Harvey Broadbent in The Boys Who Came Home includes an account by Frank Parker of the 5th Battalion AIF of the Wozzer riot. Parker describes witnessing piano’s being thrown from upstairs, and fire hoses being cut up by “our blokes” (p. 24).
Words of marching songs “Australia will be There” and “Pharaoh’s Land” are taken from Official History of Australia in the War of 1914-1918, Vol XI, Australia During the War by Ernest Scott (pp. 218,219).
Private Archie Barwick of the 1st Battalion, recorded in his WWI diary, In Great Spirits , the confidence of the Australian forces as they marched out of Cairo: “…every man was cocksure of himself, of being able to beat any man be he Turk of German, and frightened of nothing with legs on it, and that was the sort of spirit with which we landed.” (p. 27). Barwick describes how after boarding the ship at Alexandria just before dinner time, he slept on the deck where it was terribly crowded states that it rained heavily at times (p. 28).

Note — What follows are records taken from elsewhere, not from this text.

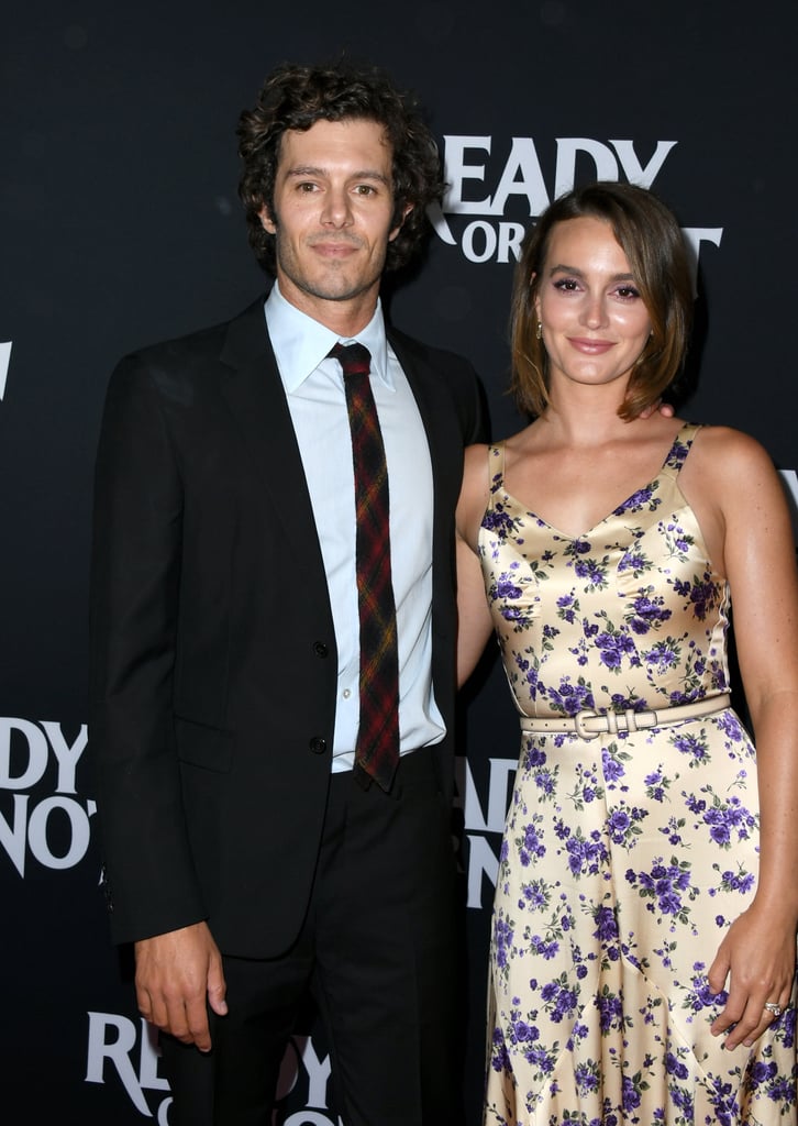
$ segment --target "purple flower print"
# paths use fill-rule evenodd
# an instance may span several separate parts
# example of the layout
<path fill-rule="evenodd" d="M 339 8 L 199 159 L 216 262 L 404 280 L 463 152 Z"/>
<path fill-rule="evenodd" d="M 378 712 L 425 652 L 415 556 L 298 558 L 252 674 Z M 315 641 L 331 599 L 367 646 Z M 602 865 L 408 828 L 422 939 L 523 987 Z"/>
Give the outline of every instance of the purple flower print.
<path fill-rule="evenodd" d="M 565 983 L 565 974 L 557 981 L 544 985 L 540 997 L 546 1002 L 546 1009 L 555 1024 L 559 1024 L 564 1017 L 571 1017 L 579 1000 L 576 990 Z"/>
<path fill-rule="evenodd" d="M 716 722 L 727 739 L 733 743 L 742 743 L 745 733 L 743 725 L 733 712 L 721 712 Z"/>
<path fill-rule="evenodd" d="M 692 604 L 692 611 L 699 622 L 703 622 L 707 614 L 715 608 L 717 598 L 718 588 L 712 582 L 708 571 L 705 571 L 702 579 L 693 578 L 690 601 Z"/>
<path fill-rule="evenodd" d="M 652 667 L 652 671 L 662 676 L 679 663 L 679 646 L 672 637 L 669 637 L 666 641 L 657 642 L 643 655 L 646 664 Z"/>
<path fill-rule="evenodd" d="M 509 539 L 518 531 L 519 521 L 504 511 L 503 504 L 496 503 L 483 516 L 482 527 L 495 533 L 500 539 Z"/>
<path fill-rule="evenodd" d="M 599 906 L 593 911 L 595 930 L 593 937 L 601 942 L 615 942 L 618 940 L 618 920 L 612 908 Z"/>
<path fill-rule="evenodd" d="M 591 1091 L 599 1090 L 599 1076 L 595 1072 L 595 1067 L 591 1067 L 588 1063 L 580 1063 L 575 1069 L 576 1087 L 582 1094 L 589 1094 Z"/>
<path fill-rule="evenodd" d="M 642 1096 L 630 1075 L 624 1075 L 621 1083 L 621 1101 L 624 1103 L 624 1111 L 628 1114 L 629 1110 L 635 1110 L 639 1107 Z"/>
<path fill-rule="evenodd" d="M 612 515 L 622 516 L 624 512 L 639 512 L 642 509 L 646 507 L 651 512 L 653 512 L 654 509 L 662 503 L 662 501 L 658 498 L 652 501 L 652 498 L 654 497 L 654 493 L 656 492 L 657 489 L 658 489 L 658 482 L 656 481 L 653 481 L 649 485 L 646 485 L 645 489 L 638 489 L 637 492 L 633 493 L 628 500 L 625 500 L 622 504 L 620 504 L 617 509 L 615 509 Z"/>
<path fill-rule="evenodd" d="M 589 587 L 604 587 L 607 577 L 597 560 L 580 560 L 574 566 L 577 579 L 585 579 Z"/>
<path fill-rule="evenodd" d="M 619 669 L 625 656 L 634 654 L 635 643 L 627 634 L 602 633 L 595 638 L 599 659 L 608 669 Z"/>
<path fill-rule="evenodd" d="M 649 629 L 661 626 L 671 617 L 671 611 L 664 607 L 664 598 L 649 598 L 640 595 L 631 604 L 631 614 L 628 617 L 633 633 L 638 636 L 647 634 Z"/>
<path fill-rule="evenodd" d="M 611 1028 L 619 1028 L 624 1020 L 624 1007 L 621 1000 L 615 993 L 610 993 L 607 985 L 595 998 L 595 1007 L 599 1010 L 599 1026 L 603 1035 Z"/>
<path fill-rule="evenodd" d="M 557 610 L 561 618 L 573 625 L 576 620 L 576 610 L 579 609 L 579 602 L 574 598 L 573 593 L 563 595 L 557 599 Z"/>
<path fill-rule="evenodd" d="M 669 1075 L 674 1075 L 676 1079 L 688 1079 L 690 1075 L 685 1065 L 672 1052 L 665 1053 L 665 1071 Z"/>
<path fill-rule="evenodd" d="M 593 707 L 593 694 L 583 680 L 572 685 L 570 677 L 564 677 L 559 682 L 559 688 L 550 688 L 548 698 L 555 712 L 565 715 L 576 715 L 583 708 Z"/>
<path fill-rule="evenodd" d="M 511 575 L 506 572 L 499 575 L 496 580 L 496 598 L 520 598 L 522 593 L 522 588 L 515 586 Z"/>
<path fill-rule="evenodd" d="M 612 754 L 608 747 L 602 747 L 601 749 L 601 767 L 604 781 L 618 781 L 626 774 L 624 763 L 617 756 Z"/>
<path fill-rule="evenodd" d="M 706 740 L 699 739 L 698 735 L 675 735 L 672 743 L 681 754 L 689 756 L 691 767 L 701 766 L 710 761 L 709 747 Z"/>
<path fill-rule="evenodd" d="M 504 969 L 508 964 L 508 954 L 512 949 L 514 931 L 512 926 L 504 919 L 497 918 L 493 926 L 493 947 L 495 950 L 496 965 Z"/>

Peter Plowman describes in Gallipoli Voyage how the Minnewaska was fitted up as a cattle boat, with accommodation for 100 first class passengers (p. 261). Hastily commissioned as a transport, the men being transported from Alexandria to Mudros had to put up with things as they found them. Plowman includes an account describing 50 or 60 ships in Mudros Harbour (p. 259)
The History of the First Battalion A.I.F. 1914-1919 records that the 1st Battalion embarked on the Minnewaska at Alexandria on Easter Sunday, April 4, 1915. She was not properly fitted out as a transport, there were no tables, hammocks or other conveniences. Men slept on the iron decks and fed service rations—bully beef and biscuits. One man wrote “We are on an iron ship. We sleep on an iron deck. We are fed iron rations, and now we are told that our Commander is Sir Ian Hamilton.” There were about 1,900 men and 500 horses on board. (pp. 23-24)
Charles Bean recorded the following in his diary, as printed in Bean’s Gallipoli by Kevin Fewster (pp. 60-63):
April 10 – “We sailed [on the Minnewaska] at 7 o’clock this morning.”
April 11 – “At sea. General Birdwood addressed the 1st Battalion at Church parade this morning. ‘Boys,’ he said, ‘as this may be the last occasion…England and Australia demand of you.’” [Birdwood’s speech is included verbatim, as recorded by Charles Bean].
April 12 – “This morning, early, when I woke up, we were coming up a strait between two lines of hills covered with green grass…A fine harbour opened up, larger and larger as we went in…”
Bean also recorded in his diary on April 11, seeing Patmos where St. John wrote the Revelation, the white capping the hill like snow, and the thousand year old monastery crowning above. (ref AWM38, item 3DRL606/3/1, p. 57).
Dale Blair records in Dinkum Diggers – An Australian Battalion at War that 61% of men of the 1st Battalion nominated their religion to be Church of England. The next largest group was Roman Catholic with 17.8%.
The history of the 3rd Battalion, Randwick to Hargincourt by Eric Wren records that “there was quite a stir on the ship when Patmos was passed” owing to the biblical history (p. 41).
Biblical reference to Patmos, Armageddon and the apocalypse (King James Version):
Revelation 1:9
“I John, who also am your brother, and companion in tribulation, and in the kingdom and patience of Jesus Christ, was in the isle that is called Patmos, for the word of God, and for the testimony of Jesus Christ.”
Revelation 16:16
“And he gathered them together into a place called in the Hebrew tongue Armageddon.”
Hugh Dolan describes in 36 Days how in the late afternoon of Sunday 11 April, a German Rumpler biplane flew a reconnaissance mission from its Turkish base, over Mudros harbour to observe enemy forces (pp. 219-222). The rumpler was spotted at over 6,000 feet. An English seaplane that attempted to go after the German plane had engine problems and was unable to give chase.
Private Archie Barwick of the 1st Battalion, recorded in his WWI diary, In Great Spirits , how on arrival at Mudros Harbour, they were guided past netting by a destroyer and a lot of men thought they had arrived at the Dardanelles. They arrived to see a mass of ships and warships of Great Britain, France and Russia.